# $2$ tourists came from $M$ and $N$ places to meet each other at same time

$2$ tourists came at the same time from $M$ and $N$ places to meet each other, the distance between $M$ and $N$ in $33 km$. After $3$ hour and $12$ minutes distance between them reduced to $1km$, after $2$ hour and $18$ minutes First tourist's distance to cover till reaching $N$ place was $3$ times more than second tourist's distance till reaching $M$ place, find the speed of each tourist.

I've tried something like this, $v=32/3.12$ thinking it would give me average speed of both tourists then I divided it by $3$ to get the speed of first tourist but obviously got wrong numbers.

Correct answers are : $4,5km/h$ and $5,5km/h$

I've been at this problem for an hour now and still interested in how to solve this, please help.
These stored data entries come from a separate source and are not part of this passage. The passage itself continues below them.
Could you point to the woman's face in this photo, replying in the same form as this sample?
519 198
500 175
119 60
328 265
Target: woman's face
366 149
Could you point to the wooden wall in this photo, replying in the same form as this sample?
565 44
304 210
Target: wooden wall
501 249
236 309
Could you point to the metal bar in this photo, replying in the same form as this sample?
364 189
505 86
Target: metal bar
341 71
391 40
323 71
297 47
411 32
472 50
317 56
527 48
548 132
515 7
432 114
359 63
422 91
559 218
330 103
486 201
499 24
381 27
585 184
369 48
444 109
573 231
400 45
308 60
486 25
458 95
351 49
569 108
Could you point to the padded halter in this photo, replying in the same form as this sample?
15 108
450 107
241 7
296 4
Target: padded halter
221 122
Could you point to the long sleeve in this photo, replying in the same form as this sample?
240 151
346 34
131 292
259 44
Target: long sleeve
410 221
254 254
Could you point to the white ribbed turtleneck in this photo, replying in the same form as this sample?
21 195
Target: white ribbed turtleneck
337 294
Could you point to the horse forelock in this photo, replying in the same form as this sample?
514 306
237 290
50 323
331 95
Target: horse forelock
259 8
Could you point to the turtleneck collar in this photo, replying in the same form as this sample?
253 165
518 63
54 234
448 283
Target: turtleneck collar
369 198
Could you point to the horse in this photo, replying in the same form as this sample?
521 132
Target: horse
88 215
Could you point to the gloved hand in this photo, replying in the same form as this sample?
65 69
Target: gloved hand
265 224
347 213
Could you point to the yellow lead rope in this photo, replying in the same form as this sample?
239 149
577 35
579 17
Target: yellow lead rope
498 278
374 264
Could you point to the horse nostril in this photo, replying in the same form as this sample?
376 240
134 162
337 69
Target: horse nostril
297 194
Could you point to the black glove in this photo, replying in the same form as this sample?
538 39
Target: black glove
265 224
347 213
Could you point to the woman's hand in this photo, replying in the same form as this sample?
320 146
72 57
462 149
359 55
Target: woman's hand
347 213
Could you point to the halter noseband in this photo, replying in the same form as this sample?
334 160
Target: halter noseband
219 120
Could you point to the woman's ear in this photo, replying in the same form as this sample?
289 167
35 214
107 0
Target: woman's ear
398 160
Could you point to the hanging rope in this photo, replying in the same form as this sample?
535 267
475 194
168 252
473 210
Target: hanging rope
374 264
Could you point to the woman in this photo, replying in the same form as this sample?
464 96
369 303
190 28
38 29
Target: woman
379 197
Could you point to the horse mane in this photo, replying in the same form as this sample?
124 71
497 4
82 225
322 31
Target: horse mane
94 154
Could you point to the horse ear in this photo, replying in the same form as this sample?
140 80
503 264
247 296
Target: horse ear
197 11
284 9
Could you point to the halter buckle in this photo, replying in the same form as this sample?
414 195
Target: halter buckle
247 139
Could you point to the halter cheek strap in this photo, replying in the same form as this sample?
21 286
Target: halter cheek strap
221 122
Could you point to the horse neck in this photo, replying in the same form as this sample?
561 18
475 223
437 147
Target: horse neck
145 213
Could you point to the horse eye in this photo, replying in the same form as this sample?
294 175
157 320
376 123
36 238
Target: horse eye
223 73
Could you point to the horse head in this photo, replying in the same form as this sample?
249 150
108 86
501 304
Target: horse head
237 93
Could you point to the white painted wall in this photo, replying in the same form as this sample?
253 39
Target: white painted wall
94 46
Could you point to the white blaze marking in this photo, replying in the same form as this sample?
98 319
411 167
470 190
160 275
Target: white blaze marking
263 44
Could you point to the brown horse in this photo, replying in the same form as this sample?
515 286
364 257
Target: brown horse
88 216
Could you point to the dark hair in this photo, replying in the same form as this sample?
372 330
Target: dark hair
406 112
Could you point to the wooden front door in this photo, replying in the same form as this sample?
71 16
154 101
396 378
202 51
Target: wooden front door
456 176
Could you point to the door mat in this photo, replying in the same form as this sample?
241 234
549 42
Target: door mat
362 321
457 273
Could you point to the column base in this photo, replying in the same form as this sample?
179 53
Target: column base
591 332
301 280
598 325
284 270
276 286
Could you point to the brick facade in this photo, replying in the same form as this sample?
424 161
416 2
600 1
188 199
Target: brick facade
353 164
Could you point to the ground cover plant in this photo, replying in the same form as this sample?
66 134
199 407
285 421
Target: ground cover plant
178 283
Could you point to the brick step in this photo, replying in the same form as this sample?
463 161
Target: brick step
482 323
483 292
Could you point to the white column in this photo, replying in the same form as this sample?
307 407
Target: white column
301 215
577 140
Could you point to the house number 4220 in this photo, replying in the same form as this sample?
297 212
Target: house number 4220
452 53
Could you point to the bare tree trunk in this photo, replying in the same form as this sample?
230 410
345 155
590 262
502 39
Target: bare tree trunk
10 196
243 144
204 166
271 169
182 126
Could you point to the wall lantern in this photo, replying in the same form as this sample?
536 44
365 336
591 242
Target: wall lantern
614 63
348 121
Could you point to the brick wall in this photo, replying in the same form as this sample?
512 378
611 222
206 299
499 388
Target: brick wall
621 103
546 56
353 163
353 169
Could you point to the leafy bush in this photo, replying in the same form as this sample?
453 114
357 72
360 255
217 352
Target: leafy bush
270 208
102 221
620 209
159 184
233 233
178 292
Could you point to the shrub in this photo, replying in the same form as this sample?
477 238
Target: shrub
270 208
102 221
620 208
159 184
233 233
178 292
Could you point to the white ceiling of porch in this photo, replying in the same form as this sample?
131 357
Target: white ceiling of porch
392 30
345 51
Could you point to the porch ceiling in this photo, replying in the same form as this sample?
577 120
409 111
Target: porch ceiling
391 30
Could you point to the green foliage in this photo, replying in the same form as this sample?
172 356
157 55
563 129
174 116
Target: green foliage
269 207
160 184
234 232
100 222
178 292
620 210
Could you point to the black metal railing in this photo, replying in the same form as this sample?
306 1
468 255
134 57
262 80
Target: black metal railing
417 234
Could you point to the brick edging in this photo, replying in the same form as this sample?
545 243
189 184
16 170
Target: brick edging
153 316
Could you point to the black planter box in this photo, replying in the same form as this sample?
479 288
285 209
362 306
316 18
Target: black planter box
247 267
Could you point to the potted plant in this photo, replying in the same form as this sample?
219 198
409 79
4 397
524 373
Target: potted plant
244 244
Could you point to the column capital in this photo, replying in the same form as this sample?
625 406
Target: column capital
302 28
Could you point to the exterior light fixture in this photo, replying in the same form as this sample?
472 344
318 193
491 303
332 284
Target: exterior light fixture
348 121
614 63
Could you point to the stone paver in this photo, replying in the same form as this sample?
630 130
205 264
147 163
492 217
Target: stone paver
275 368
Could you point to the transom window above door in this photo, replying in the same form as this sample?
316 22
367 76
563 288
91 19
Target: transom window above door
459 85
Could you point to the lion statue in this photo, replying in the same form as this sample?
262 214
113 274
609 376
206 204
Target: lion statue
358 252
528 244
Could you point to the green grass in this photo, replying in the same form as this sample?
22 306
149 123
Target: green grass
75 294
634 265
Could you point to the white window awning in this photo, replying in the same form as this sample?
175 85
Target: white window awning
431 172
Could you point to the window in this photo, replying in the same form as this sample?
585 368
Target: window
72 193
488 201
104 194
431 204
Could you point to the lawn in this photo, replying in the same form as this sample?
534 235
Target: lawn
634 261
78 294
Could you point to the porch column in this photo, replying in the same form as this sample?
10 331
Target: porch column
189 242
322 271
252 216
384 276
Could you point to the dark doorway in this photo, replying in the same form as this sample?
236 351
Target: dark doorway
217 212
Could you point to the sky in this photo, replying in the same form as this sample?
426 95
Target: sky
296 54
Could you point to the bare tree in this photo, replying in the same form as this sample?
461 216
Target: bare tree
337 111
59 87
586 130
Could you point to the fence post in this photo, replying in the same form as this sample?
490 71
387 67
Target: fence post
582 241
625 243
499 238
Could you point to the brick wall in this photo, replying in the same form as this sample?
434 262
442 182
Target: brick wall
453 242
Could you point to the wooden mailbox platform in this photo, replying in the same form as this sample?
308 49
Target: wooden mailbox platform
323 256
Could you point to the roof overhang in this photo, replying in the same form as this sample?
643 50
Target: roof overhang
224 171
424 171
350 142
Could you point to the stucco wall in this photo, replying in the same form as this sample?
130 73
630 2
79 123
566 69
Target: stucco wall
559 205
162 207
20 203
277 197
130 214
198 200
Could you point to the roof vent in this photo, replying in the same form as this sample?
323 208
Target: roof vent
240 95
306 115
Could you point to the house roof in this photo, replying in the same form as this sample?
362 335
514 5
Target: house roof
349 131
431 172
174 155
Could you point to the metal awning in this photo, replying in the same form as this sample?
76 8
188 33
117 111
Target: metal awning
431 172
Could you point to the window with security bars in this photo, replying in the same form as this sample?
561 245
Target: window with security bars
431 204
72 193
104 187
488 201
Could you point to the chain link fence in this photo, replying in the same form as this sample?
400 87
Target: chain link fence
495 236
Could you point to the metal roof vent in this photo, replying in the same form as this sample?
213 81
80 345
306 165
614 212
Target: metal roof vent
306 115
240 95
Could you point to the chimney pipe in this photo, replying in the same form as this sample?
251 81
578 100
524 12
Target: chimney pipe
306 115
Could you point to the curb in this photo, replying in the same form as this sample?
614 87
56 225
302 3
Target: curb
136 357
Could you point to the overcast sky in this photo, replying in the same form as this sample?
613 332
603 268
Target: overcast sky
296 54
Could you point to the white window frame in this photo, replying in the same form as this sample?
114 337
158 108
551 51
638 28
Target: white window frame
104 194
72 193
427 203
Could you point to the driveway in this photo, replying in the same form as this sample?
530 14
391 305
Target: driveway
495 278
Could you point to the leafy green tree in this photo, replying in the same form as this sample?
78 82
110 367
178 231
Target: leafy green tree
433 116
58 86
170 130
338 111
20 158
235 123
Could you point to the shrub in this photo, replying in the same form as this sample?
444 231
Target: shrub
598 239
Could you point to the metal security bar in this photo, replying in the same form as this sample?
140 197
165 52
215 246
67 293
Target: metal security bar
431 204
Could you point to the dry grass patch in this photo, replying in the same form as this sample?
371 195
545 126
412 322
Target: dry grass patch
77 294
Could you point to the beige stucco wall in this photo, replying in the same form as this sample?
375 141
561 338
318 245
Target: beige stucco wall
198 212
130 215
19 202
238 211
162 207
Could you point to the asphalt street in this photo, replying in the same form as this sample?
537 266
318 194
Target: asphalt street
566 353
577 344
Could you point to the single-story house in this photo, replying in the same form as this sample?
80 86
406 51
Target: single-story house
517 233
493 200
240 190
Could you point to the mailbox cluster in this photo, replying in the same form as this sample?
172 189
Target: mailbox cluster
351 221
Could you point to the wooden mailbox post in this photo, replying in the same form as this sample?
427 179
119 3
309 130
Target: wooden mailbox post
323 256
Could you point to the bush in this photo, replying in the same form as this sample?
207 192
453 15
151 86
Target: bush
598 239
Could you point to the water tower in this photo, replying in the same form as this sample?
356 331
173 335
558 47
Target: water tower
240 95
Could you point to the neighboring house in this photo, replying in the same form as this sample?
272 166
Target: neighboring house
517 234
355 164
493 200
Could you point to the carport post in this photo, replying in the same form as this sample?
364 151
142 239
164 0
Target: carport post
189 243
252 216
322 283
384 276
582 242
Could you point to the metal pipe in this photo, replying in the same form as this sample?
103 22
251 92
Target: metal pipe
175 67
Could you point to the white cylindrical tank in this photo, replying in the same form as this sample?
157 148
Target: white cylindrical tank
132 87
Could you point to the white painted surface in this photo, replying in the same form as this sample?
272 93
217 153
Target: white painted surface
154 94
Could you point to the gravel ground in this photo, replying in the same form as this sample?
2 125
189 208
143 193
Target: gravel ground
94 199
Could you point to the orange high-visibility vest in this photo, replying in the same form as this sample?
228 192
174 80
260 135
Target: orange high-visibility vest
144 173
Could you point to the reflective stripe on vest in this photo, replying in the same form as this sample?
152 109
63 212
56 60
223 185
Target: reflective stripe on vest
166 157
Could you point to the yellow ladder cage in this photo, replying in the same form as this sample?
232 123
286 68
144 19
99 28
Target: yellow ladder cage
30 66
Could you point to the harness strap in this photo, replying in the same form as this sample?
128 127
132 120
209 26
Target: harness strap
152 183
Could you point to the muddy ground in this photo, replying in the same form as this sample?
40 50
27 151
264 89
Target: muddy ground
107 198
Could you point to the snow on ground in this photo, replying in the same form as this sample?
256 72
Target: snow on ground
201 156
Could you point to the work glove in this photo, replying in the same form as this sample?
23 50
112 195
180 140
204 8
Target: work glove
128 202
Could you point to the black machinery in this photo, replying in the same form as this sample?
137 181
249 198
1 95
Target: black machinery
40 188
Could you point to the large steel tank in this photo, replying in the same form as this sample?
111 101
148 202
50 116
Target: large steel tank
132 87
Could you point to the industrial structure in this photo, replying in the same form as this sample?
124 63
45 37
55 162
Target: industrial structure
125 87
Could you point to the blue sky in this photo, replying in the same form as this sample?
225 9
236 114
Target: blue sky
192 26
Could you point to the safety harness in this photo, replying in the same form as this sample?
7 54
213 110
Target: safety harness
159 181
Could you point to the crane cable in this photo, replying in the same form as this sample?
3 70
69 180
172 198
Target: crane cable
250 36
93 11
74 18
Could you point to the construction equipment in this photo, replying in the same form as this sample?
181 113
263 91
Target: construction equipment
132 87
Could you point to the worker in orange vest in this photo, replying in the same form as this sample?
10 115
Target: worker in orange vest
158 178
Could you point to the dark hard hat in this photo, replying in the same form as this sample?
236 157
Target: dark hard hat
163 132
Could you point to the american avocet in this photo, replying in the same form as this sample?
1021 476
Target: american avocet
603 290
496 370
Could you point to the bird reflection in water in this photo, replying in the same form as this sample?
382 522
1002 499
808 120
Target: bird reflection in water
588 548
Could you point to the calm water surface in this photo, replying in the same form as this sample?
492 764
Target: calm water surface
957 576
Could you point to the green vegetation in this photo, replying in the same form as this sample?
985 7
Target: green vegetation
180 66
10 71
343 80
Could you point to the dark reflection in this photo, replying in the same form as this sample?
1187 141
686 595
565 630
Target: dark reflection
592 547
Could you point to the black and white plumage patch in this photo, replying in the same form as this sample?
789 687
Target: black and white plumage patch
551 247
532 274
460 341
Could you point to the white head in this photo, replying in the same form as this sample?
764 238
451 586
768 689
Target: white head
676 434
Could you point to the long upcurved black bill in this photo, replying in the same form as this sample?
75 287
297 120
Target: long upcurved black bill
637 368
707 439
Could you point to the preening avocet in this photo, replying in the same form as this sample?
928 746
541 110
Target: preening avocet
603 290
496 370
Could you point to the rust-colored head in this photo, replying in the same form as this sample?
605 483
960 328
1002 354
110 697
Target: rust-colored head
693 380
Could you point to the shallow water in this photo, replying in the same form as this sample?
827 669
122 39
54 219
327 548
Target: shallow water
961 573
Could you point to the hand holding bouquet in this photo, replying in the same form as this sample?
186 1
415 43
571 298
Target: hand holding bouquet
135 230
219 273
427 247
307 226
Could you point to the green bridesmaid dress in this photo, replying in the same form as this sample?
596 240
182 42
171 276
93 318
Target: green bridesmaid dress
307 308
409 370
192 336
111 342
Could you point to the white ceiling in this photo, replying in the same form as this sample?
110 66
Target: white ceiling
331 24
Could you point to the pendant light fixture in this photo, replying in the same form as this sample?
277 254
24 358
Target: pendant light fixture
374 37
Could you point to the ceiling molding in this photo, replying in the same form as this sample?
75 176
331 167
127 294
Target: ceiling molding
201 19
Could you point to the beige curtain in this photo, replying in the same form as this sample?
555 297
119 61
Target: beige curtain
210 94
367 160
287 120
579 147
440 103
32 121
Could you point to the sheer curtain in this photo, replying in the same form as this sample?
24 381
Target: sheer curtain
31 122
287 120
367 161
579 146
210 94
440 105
• Just to be 100% clear, do the tourists walk in a straight line in exactly the opposite directions, or a triangle? – Tony Hellmuth Jun 18 '18 at 11:48
• should be straight line in opposite directions – JaimeLan Jun 18 '18 at 11:50
• You first talk about "the speed of each tourist", which seems to imply that there is exactly one speed per tourist, i.e., that the tourists are moving with uniform speed. But then later you talk about "average speed of both tourists", which only makes sense if their speed changes. As far as I can tell, there's no hope of solving this problem without the assumption of uniform speeds, so I suspect it's the part where you talk about the average speeds where you're mistaken. – joriki Jun 18 '18 at 11:57
• I don't know how to approach this problem anyway – JaimeLan Jun 18 '18 at 12:01

After 3 hours and 12 minutes, the total distance was reduced by $33 - 1 = 32$, which, given the speeds $v_1$ and $v_2$ for the first and second tourist respectively, tells us that:

$$v_1 + v_2 = \frac{33 - 1}{3.2} = 10 \iff v_1 = 10 - v_2$$

We also know that, 2 hours and 18 minutes later:

$$33 - (3.2 + 2.3) v_1 = 3(33 - (3.2 + 2.3)v_2) \iff v_1 = 3v_2 - 12$$

Combining both, we find:

$$10 - v_2 = 3v_2 - 12 \iff v_2 = 5.5$$

$$v_1 = 10 - v_2 = 4.5$$